The question of retirement is one that any great player has to face sooner or later. In a sense, it is a compliment to their achievements, as the “run of the mill” players do not get asked when they will finally call it quits; Giles Simon, a fine player indeed but one that does not make headlines about his tennis (he has achieved that due to other reasons) recently decided to take a hiatus because, as he said, “the heart was not into it” (meaning tennis) and reporters did not stampede to his door to ask him the retirement conundrum. Only the players that have achieved certain status get to be asked this question.
So, when should a player retire? What should be the general guideline?

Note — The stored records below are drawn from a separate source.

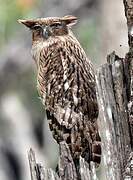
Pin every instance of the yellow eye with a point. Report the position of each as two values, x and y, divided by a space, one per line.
56 25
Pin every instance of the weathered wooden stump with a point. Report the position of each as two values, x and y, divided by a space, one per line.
115 98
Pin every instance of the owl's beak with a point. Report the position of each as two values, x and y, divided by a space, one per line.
27 23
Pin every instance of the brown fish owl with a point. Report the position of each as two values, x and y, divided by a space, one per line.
66 84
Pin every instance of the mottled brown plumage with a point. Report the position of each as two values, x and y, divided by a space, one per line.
66 84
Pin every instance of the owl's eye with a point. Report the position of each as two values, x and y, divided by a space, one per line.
56 25
36 27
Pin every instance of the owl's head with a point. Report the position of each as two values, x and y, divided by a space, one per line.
51 26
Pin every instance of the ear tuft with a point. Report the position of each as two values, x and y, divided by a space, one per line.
27 23
70 20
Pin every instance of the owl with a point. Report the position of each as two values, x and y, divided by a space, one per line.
66 85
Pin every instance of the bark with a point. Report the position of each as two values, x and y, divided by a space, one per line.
115 97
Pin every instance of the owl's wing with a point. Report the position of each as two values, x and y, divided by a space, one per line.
70 86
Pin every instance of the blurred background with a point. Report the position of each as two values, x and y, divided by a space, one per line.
101 29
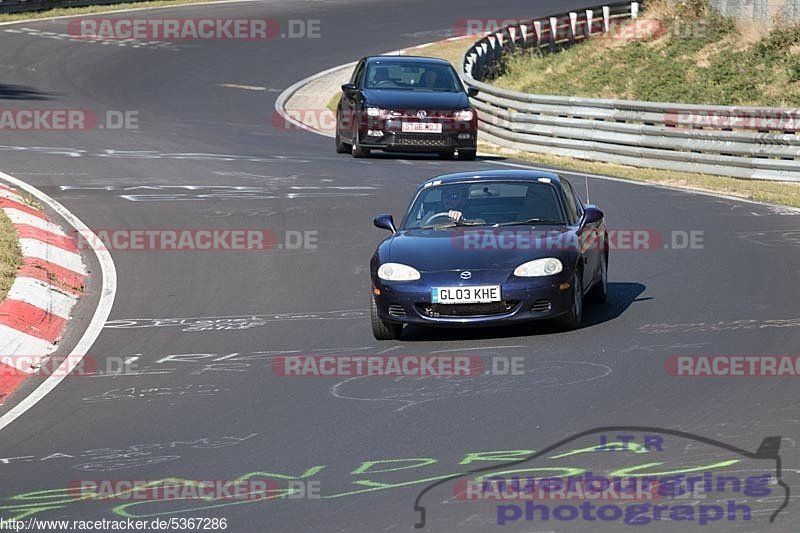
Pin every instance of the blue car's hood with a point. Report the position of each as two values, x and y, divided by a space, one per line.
393 99
475 249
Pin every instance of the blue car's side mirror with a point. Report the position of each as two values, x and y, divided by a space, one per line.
385 222
592 215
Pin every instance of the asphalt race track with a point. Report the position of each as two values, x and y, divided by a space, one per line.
203 402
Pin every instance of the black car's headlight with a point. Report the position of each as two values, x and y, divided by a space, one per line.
397 272
539 267
464 115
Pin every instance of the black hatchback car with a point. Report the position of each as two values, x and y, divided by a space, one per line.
406 104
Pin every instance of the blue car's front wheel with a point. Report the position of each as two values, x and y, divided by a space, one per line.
382 330
573 319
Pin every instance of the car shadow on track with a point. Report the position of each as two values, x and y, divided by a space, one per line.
21 92
621 295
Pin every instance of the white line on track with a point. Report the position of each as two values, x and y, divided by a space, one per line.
108 291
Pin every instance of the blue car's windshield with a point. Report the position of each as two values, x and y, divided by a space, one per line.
486 203
411 76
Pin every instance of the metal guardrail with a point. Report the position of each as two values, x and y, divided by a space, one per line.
742 142
23 6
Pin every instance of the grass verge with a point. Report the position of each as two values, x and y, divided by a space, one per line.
695 57
776 192
10 254
86 10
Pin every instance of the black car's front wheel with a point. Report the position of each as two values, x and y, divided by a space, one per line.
341 146
381 330
356 149
599 292
573 319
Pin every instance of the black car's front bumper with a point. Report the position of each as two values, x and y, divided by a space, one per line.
420 142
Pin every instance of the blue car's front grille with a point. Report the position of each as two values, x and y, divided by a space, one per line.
397 311
422 140
540 306
456 310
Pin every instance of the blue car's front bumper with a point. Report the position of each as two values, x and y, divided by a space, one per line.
523 299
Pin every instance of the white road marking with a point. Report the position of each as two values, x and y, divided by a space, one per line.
243 87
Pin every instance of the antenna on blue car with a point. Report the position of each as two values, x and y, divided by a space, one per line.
586 179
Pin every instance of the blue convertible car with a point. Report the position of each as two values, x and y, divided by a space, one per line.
489 248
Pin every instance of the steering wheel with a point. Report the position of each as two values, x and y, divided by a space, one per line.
434 216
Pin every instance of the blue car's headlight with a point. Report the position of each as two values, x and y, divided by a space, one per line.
539 267
397 272
464 115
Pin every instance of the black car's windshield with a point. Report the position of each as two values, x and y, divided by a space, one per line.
411 76
487 203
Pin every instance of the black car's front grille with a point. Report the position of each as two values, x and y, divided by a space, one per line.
455 310
414 139
397 311
541 306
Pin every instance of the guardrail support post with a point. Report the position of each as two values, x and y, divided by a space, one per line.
589 23
537 33
573 25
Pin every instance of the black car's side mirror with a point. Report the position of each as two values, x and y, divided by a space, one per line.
385 222
592 215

There are two components to this process; the first one is financial. Conchita Martinez, as she was also approaching her farewell, was asked the same question and gave a masterful reply to the inquirer: Show me another job in which I can make $300,000 a year doing something I love, and I will retire (paraphrasing). Therefore, the finances of the decision could in theory be left to an accountant but there is no need for that, in the case of Murray. He and another player that has seen a dip in his results, Stan Wawrinka, must be pulling down a low seven figures salary from endorsements and sponsors. Both men are still well signed and, if you add the earnings from a full year of playing on the tour, walking away from such an amount of money must not be easy. Sure, Murray is a man with earnings of more than $60 Million on court and therefore some people may say that he really does not need the money, but that is easier said that done. If it is the finances that keep you in the game, so be it. In tennis, apart from the occasional Wild Card, if you make it into the draw you did so on merit alone. Stealing from a baby’s mouth you are not.

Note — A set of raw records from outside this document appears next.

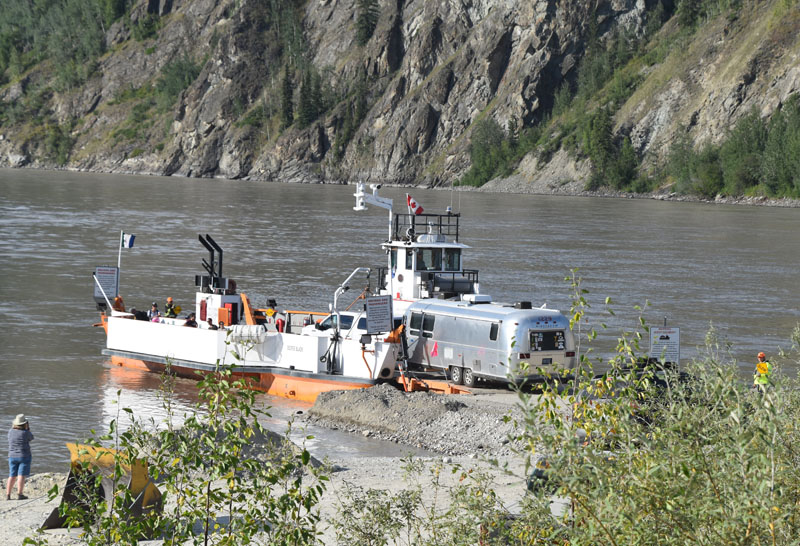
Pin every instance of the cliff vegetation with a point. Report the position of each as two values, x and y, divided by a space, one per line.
690 96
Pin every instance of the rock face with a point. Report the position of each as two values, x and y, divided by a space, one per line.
431 69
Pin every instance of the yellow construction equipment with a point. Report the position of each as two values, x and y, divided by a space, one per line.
86 465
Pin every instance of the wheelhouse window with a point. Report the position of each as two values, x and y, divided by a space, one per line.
553 340
416 324
429 259
452 259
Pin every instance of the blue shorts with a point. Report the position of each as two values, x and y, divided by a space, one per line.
19 466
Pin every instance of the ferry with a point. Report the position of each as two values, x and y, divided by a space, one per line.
449 325
278 352
299 354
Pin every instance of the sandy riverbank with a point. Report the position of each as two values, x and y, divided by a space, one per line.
466 430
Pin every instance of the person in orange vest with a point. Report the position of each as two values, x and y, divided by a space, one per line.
169 308
763 375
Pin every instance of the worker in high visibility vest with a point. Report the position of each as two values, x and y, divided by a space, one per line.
763 375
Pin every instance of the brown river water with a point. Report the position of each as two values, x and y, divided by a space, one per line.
735 267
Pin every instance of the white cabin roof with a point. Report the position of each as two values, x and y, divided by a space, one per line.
414 244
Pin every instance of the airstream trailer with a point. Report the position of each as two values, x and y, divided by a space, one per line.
476 338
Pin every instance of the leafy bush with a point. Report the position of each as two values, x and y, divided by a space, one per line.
58 143
146 27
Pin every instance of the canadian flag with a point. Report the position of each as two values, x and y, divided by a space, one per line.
413 206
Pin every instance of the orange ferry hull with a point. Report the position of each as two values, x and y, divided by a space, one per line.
286 386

Which leads us to the second issue, and which at the time went by inadvertently from Martinez’ statement: “Doing something I love”. Martinez has shown that her commitment to her sport goes beyond simply winning one Wimbledon. She could be retired in Spain, basking in the glory of that sole victory (worth any number of Tapas in a country that is rabidly fanatic about sports) but she has chosen to continue in the tour, as a coach. And one has to wonder what are the reasons for Murray and Wawrinka, just as examples, to remain competitive and stay in the tour. After all, both men have undergone recent surgeries to repair their bodies and are in the group of players that “have nothing to prove”; they have won Slams, have achieved a high ranking in an era dominated by the three best players ever, and have been able to show that they deserve to be in a court with the Big Three, when the occasion rises. So, why stay? What keeps them going?

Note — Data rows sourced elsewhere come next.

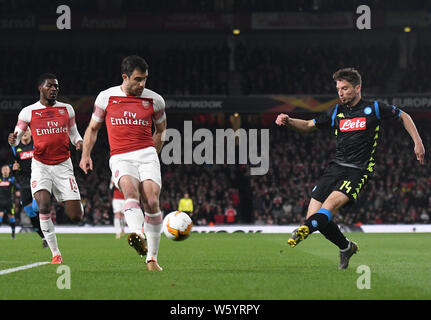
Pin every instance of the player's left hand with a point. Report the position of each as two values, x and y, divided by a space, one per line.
282 119
420 153
79 145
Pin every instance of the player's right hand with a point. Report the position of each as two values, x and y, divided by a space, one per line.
12 138
282 119
86 164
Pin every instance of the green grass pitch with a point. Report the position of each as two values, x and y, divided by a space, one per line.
219 266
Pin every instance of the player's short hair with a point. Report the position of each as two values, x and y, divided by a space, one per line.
351 75
43 77
130 63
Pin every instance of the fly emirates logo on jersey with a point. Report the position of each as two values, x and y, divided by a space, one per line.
52 128
354 124
130 118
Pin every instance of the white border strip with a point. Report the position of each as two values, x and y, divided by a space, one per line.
27 266
377 228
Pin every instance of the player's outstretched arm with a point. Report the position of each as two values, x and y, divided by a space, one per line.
409 125
296 124
90 138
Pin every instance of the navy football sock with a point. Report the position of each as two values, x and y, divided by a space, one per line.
319 220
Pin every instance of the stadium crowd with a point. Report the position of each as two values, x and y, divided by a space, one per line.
395 195
207 69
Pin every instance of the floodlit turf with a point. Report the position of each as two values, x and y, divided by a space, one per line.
219 267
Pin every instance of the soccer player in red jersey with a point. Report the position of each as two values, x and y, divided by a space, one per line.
356 123
52 125
118 209
129 111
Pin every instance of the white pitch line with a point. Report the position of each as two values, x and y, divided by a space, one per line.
27 266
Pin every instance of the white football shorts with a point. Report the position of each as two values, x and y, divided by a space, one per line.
118 205
57 179
142 164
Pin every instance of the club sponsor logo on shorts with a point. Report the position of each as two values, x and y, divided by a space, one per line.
354 124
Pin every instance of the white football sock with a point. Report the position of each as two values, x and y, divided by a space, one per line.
153 228
48 230
117 224
134 216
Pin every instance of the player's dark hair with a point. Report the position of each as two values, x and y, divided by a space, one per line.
43 77
351 75
130 63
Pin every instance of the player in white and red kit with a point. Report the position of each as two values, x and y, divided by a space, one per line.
52 125
129 111
118 209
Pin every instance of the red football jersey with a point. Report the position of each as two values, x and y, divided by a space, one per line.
129 119
50 127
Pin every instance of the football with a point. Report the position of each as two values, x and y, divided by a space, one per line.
177 225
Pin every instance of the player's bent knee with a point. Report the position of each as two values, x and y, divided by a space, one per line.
152 203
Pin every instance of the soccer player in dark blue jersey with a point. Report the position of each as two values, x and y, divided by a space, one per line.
22 158
356 124
7 191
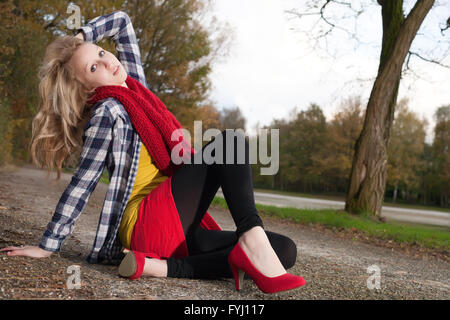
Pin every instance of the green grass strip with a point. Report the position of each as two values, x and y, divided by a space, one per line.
425 236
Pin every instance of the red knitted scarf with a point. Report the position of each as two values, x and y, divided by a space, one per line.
151 119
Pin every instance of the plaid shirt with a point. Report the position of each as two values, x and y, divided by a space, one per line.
109 138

Needless to say, what comes next is speculation. Neither man has been asked about this but I suspect that Murray and Wawrinka remain playing because of the most basic feeling, the one stated by Martinez: show them something equally lucrative THAT THEY LOVE, and they might leave. But the issue is that tennis, for all its competitiveness and cut-throat nature, is an adventure all by itself when you are on court. During any single given match, any player will be fortunate to hit a lovely shot here, reach a fantastic other there, achieve a small, singular victory in an execution that leaves you with that feeling of satisfaction that is seldom found somewhere else. Even for those of us that continue to play long after our physical peak, and which have meager talents measured in a rodents’ scale, every time we go on court a feeling of satisfaction can be achieved. If the measurement of retirement would be that once you reach your peak you simply call it quits, the average age of retirement for most players would be around age 24, when they would realize (and it must have happened to many) that winning MS1000’s was out of the question, much less Grans Slams. Instead, the challenge must be internal and must be set in accordance to one’s own expectations and goals. Given THIS set of conditions and THIS set of skills, what is the maximum I can do? How much can I still achieve?
Jimmy Connors, a man that can be accused of many misconducts on court but never of not giving it all in it, made a point during his induction to the Hall of Fame of stating that, although he was being inducted and the rules stipulated that you had to be retired from the tour for a minimum of five years, he had never retired officially; he was, and likely to this day still, a tennis player. How could he retire if the mentality and the passion was still there? In a sense, asking players like Murray, Wawrinka or, in the WTA, Venus, when will they retire is journalistic laziness; it misses the point completely. Asking them why they stay still only scratches the surface. Asking them what they expect of themselves, what goals they are aiming for within the match, what new skills or shots they are aiming to acquire (or reclaim) and how they feel about who they are NOW on a court, and what they can do NOW when playing, would be much more enlightening. In a very clear sense, asking them, in truly inquiring fashion, why they DON’T retire is the better question. Surely the answer would tell us much more, enough for those of us that never retired because we never reached that stage to go out once more on a Saturday afternoon, ready to give it one more try at learning that perfect form forehand. Their answer would be, most likely, inspirational.